La Constitution étant la norme nationale suprême, la CNCDH constate que la constitutionnalisation de l'IVG rendra plus difficile toute tentative de remise en cause partielle, et a fortiori totale, de ce droit. Dès lors, la CNCDH considère que la constitutionnalisation de l'IVG conférera une force juridique plus grande au droit d'interrompre sa grossesse.
Compte tenu de la fonction expressive de la Constitution, la CNCDH estime important de traduire l'attachement du peuple français à une garantie maximale du droit à l'IVG en l'inscrivant dans ce texte fondamental.
Cette consécration au niveau constitutionnel enverra un signal fort de soutien aux citoyens et citoyennes qui se battent pour défendre le droit à l'avortement, notamment dans des pays où ce droit est interdit ou restreint.
La CNCDH s'est penchée à la fois sur la formulation la plus adaptée, sur l'emplacement le plus pertinent et les modalités qui permettront de constitutionnaliser le droit à l'IVG en répondant effectivement aux trois objectifs visés. La CNCDH est d'avis que la révision constitutionnelle ne devrait pas se borner à mentionner que les conditions dans lesquelles s'exerce l'avortement, quand bien même il serait qualifié de " liberté de la femme ", relèvent de la loi. En effet, cette insertion n'apporterait aucune garantie supplémentaire et manquerait son effet en ne conférant pas de valeur constitutionnelle au droit à l'avortement.

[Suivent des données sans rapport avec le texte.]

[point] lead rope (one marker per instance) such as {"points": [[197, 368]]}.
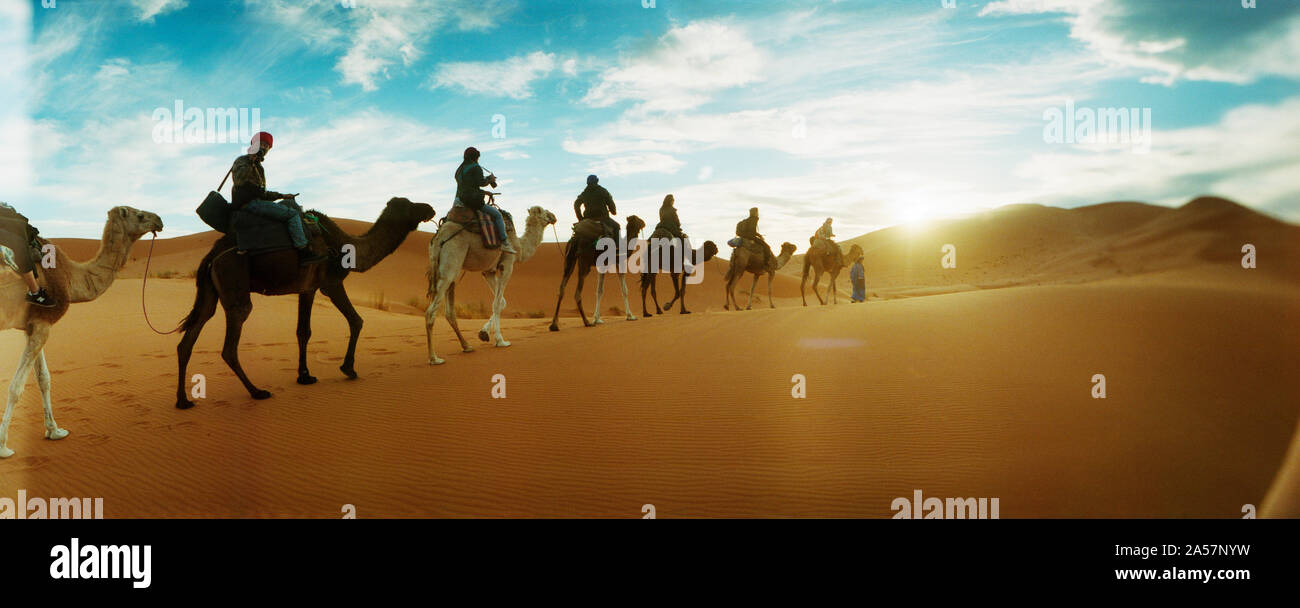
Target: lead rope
{"points": [[143, 308]]}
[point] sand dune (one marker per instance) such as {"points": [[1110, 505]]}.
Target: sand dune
{"points": [[975, 392]]}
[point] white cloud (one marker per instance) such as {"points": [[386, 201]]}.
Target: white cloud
{"points": [[152, 8], [1179, 40], [631, 164], [683, 69], [512, 77]]}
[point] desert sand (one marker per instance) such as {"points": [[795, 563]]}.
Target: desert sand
{"points": [[963, 382]]}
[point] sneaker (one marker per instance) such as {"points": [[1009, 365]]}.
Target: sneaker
{"points": [[40, 299], [306, 257]]}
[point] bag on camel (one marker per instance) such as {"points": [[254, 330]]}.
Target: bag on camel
{"points": [[215, 211]]}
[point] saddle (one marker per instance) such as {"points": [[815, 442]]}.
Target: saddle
{"points": [[256, 234], [592, 230], [480, 222]]}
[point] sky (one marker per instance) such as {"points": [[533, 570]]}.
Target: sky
{"points": [[874, 112]]}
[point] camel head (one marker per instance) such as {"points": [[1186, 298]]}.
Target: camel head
{"points": [[635, 225], [710, 250], [542, 217], [134, 222], [407, 213]]}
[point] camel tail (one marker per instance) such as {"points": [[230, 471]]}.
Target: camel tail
{"points": [[203, 282]]}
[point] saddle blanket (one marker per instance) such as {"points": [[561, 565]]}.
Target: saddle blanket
{"points": [[480, 222]]}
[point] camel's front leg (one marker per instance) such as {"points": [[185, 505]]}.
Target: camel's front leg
{"points": [[52, 430], [749, 304], [304, 335], [623, 287], [35, 343], [338, 295], [499, 302]]}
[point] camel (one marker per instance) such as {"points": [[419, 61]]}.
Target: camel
{"points": [[455, 250], [581, 252], [655, 250], [226, 276], [830, 260], [746, 260], [68, 282]]}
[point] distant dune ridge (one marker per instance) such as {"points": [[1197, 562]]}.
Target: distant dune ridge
{"points": [[958, 382]]}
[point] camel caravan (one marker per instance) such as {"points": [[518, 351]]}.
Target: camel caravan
{"points": [[272, 246]]}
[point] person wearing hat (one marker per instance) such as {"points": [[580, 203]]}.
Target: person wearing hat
{"points": [[748, 230], [469, 182], [16, 235], [596, 203], [668, 218], [858, 277], [248, 192]]}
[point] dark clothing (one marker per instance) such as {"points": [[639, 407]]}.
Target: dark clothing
{"points": [[248, 182], [18, 244], [748, 229], [594, 203], [668, 221], [469, 179]]}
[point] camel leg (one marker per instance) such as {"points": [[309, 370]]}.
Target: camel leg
{"points": [[680, 279], [570, 259], [577, 296], [749, 303], [490, 278], [453, 321], [770, 278], [204, 305], [338, 295], [645, 287], [304, 334], [623, 289], [52, 430], [599, 294], [499, 302], [30, 355], [430, 316], [237, 312], [804, 281]]}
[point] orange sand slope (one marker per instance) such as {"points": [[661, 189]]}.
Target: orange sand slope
{"points": [[967, 394]]}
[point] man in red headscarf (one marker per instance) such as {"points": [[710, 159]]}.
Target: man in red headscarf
{"points": [[250, 194]]}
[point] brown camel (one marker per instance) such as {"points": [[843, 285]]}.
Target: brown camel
{"points": [[663, 248], [454, 251], [748, 260], [581, 252], [229, 277], [68, 282], [826, 260]]}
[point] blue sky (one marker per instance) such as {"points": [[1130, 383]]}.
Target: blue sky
{"points": [[870, 112]]}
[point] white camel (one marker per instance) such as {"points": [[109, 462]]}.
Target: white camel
{"points": [[454, 250], [66, 282]]}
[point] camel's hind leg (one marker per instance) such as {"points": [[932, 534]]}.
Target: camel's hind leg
{"points": [[30, 355], [498, 304], [52, 430], [304, 335], [570, 260], [451, 318], [204, 308], [237, 312], [338, 296]]}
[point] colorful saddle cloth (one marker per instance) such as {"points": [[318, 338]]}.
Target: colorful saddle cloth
{"points": [[480, 222]]}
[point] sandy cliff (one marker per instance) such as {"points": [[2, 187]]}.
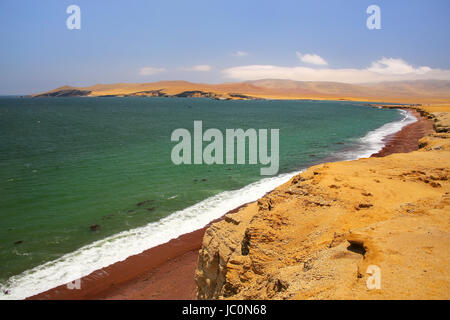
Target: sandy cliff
{"points": [[315, 236]]}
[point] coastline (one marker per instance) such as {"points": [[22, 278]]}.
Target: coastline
{"points": [[161, 272]]}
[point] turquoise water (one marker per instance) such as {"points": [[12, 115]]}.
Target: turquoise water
{"points": [[69, 163]]}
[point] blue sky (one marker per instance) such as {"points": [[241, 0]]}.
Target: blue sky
{"points": [[216, 41]]}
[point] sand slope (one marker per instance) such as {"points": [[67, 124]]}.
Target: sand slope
{"points": [[315, 236], [421, 91]]}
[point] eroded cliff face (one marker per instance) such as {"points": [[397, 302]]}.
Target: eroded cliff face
{"points": [[315, 236]]}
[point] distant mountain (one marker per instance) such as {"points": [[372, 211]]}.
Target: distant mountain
{"points": [[418, 91]]}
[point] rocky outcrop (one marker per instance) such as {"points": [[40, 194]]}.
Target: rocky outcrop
{"points": [[319, 235]]}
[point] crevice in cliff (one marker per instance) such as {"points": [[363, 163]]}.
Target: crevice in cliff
{"points": [[357, 247]]}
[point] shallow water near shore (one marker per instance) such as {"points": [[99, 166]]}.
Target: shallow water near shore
{"points": [[70, 163]]}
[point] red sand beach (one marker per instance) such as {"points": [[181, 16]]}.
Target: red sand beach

La CNCDH estime que l'emplacement devrait exprimer l'attachement du peuple français au droit à l'IVG tout en garantissant effectivement ce droit. Considérant la fonction expressive de la Constitution, la CNCDH est d'avis qu'une insertion en tête de la Constitution, au sein de l'article 1er, permettrait d'assurer cet objectif.
La CNCDH appelle les autorités françaises à poursuivre le processus de constitutionnalisation afin de le faire aboutir dans les plus brefs délais.